Fidel then speaks about the housing problem in the cities, about people facing constant worry of being evicted, of having to pay up to a third of their earnings on rent. He thought that was bad! But aren’t poor people here in New York spending half or more of their income to keep a roof over their heads, and for nothing better than rat-infested firetraps? Aren’t 25,000 people in New York evicted every year, many winding up on the streets or in what are called shelters, but which are often worse than the streets?

Fidel speaks about thousands of Cuban children dying every year because of a lack of doctors and medicines for the poor. But don’t we have the same situation in New York? Aren’t they closing down our hospitals and clinics and pharmacies? Isn’t the rate of infant deaths in Harlem higher than in most Third World countries and growing worse? Isn’t AIDS out of control? Aren’t measles TB coming back strong, which we thought we had wiped out years ago?

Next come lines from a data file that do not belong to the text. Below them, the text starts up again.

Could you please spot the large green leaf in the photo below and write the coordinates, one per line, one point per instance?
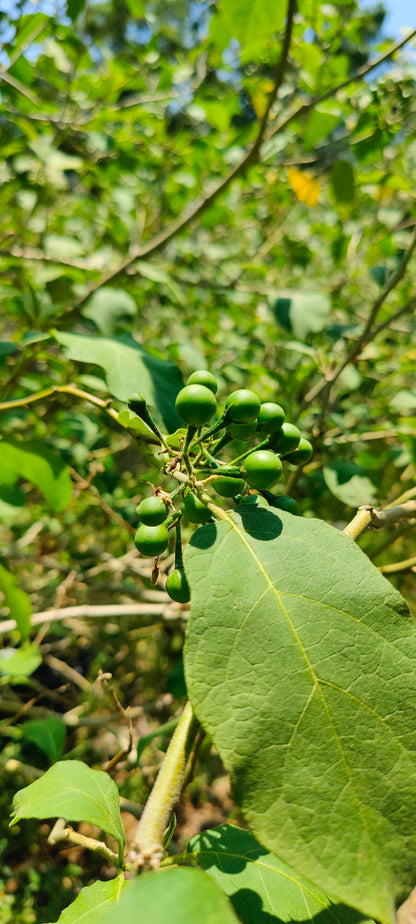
(33, 461)
(177, 896)
(263, 889)
(92, 901)
(347, 482)
(128, 369)
(300, 662)
(73, 791)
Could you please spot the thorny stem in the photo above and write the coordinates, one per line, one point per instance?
(368, 516)
(147, 846)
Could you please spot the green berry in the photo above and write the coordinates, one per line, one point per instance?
(195, 405)
(229, 487)
(194, 510)
(177, 586)
(302, 453)
(271, 417)
(262, 468)
(203, 377)
(152, 511)
(286, 439)
(151, 540)
(242, 406)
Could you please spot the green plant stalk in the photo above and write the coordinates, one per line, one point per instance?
(147, 846)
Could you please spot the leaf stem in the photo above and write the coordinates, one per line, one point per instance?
(147, 846)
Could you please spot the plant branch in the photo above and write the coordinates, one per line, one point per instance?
(63, 832)
(147, 846)
(368, 516)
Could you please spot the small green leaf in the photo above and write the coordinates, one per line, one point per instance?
(129, 369)
(18, 602)
(21, 663)
(48, 734)
(342, 181)
(261, 887)
(36, 463)
(302, 313)
(92, 901)
(107, 306)
(177, 895)
(295, 667)
(346, 481)
(73, 791)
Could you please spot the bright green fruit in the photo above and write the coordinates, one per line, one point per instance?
(203, 377)
(284, 502)
(286, 439)
(177, 586)
(194, 510)
(229, 487)
(242, 431)
(271, 417)
(151, 540)
(152, 511)
(242, 406)
(302, 453)
(195, 405)
(262, 469)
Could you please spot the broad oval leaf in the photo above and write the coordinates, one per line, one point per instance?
(262, 888)
(300, 661)
(128, 369)
(92, 901)
(73, 791)
(177, 895)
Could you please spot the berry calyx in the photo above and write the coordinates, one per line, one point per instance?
(203, 377)
(151, 540)
(177, 586)
(229, 487)
(286, 439)
(242, 406)
(152, 511)
(302, 453)
(195, 405)
(262, 468)
(194, 510)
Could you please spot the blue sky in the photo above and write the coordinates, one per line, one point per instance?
(401, 13)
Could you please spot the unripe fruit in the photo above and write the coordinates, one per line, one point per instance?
(271, 417)
(177, 586)
(151, 540)
(262, 468)
(242, 406)
(194, 510)
(195, 405)
(203, 377)
(286, 439)
(302, 453)
(229, 487)
(152, 511)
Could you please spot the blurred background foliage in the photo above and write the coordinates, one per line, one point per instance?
(155, 204)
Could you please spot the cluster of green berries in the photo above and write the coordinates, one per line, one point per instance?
(258, 468)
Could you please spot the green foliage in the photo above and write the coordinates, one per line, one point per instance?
(225, 190)
(307, 727)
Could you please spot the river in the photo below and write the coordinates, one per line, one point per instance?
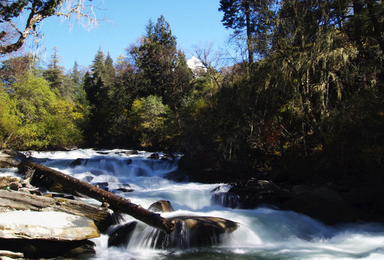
(263, 233)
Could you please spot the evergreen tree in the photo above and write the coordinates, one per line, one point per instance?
(255, 18)
(161, 64)
(55, 76)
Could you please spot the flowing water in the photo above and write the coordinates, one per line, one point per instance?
(263, 233)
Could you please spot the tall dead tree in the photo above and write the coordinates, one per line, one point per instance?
(116, 202)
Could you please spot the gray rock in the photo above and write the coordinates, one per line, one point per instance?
(46, 225)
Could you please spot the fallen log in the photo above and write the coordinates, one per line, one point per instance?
(116, 202)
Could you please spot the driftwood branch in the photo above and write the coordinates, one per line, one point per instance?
(116, 202)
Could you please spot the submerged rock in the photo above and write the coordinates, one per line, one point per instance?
(192, 231)
(161, 206)
(121, 234)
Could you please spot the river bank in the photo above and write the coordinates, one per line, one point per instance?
(330, 201)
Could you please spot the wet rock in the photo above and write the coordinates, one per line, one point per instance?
(46, 225)
(9, 182)
(194, 231)
(10, 254)
(161, 206)
(154, 156)
(121, 234)
(258, 192)
(102, 185)
(8, 159)
(76, 162)
(39, 249)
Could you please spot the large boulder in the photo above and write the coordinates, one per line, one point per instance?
(46, 225)
(46, 234)
(194, 231)
(161, 206)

Fidel goes on to speak about unemployment in Cuba. Well, here in New York, 75 percent of the African-American and Latino youth can’t find jobs.

The educational system is a disgrace in Cuba, says Fidel to his judges. Here in New York, half the young people are dropping out of school. And those who graduate and try to go on to college are facing cuts in aid and ever higher tuition costs. Soon, only the wealthy will be able to get a higher education.

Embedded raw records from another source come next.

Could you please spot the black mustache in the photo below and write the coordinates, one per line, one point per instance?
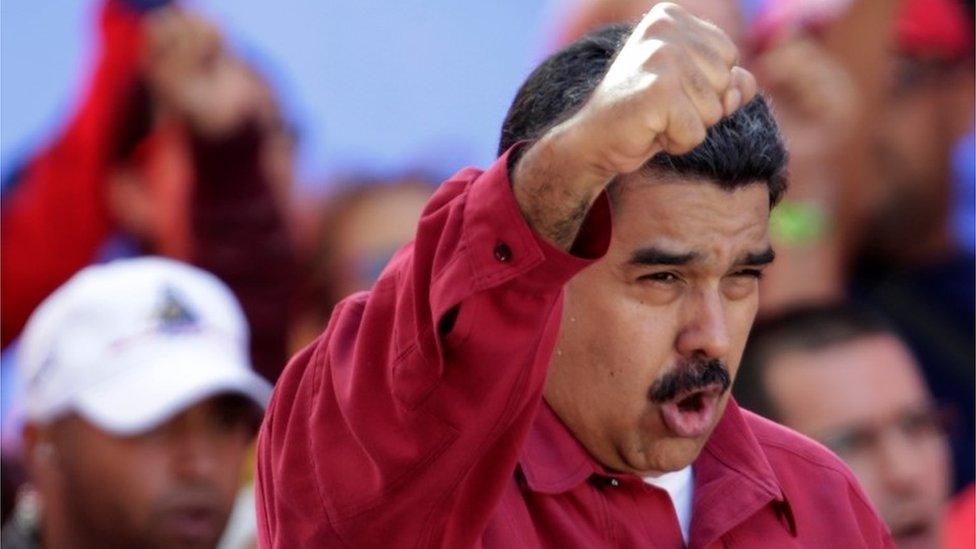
(697, 373)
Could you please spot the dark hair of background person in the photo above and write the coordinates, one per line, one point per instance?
(743, 148)
(803, 328)
(319, 287)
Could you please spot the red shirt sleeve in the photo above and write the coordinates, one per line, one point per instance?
(403, 422)
(54, 217)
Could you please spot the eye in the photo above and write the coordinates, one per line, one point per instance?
(666, 277)
(748, 273)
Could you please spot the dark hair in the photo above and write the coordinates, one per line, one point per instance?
(808, 328)
(743, 148)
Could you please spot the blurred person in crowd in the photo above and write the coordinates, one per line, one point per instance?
(353, 235)
(960, 523)
(587, 15)
(141, 405)
(178, 148)
(530, 373)
(841, 375)
(910, 264)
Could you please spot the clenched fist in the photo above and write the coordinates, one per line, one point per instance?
(674, 78)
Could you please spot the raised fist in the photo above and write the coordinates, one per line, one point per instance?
(675, 76)
(194, 77)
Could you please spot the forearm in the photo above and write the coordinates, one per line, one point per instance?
(555, 186)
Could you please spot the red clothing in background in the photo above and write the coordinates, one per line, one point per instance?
(55, 218)
(960, 521)
(416, 419)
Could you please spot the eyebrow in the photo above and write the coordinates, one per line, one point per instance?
(764, 257)
(657, 256)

Fidel speaks about how the so-called justice system in Cuba only works for the rich. Well, we know who’s inside our prisons, and it isn’t crooked businessmen.

Of course what Fidel said made no impression on the judges. They sent him to prison along with everyone else they could catch who had attached the Moncada barracks. Many people thought that the movement to free Cuba was finished, that the government was too strong. And besides, it had the backing of the powerful US government. But as it turned out, the people forced Batista to free Fidel; eventually he and his companions drove Batista out of Cuba.

No, the Cuban revolution hasn’t put any money in our pockets. But Cuba has shown that it is possible even for a poor underdeveloped country to end illiteracy, to provide a free, quality education for all, good free health care for all, good housing that all can afford, and jobs for all. And wherever people are being oppressed in the world, Cuba speaks up for them.

The US government has for 30 years been trying to destroy the new Cuban way of life. Washington wants to bring back the ‘good old days” of a Jim Crow Cuba, of a Havana controlled by the Mafia, of the Cuban people sweating for starvation wages for US corporations. But we say:

“Hands off our Cuban sisters and brothers! End the blockade!”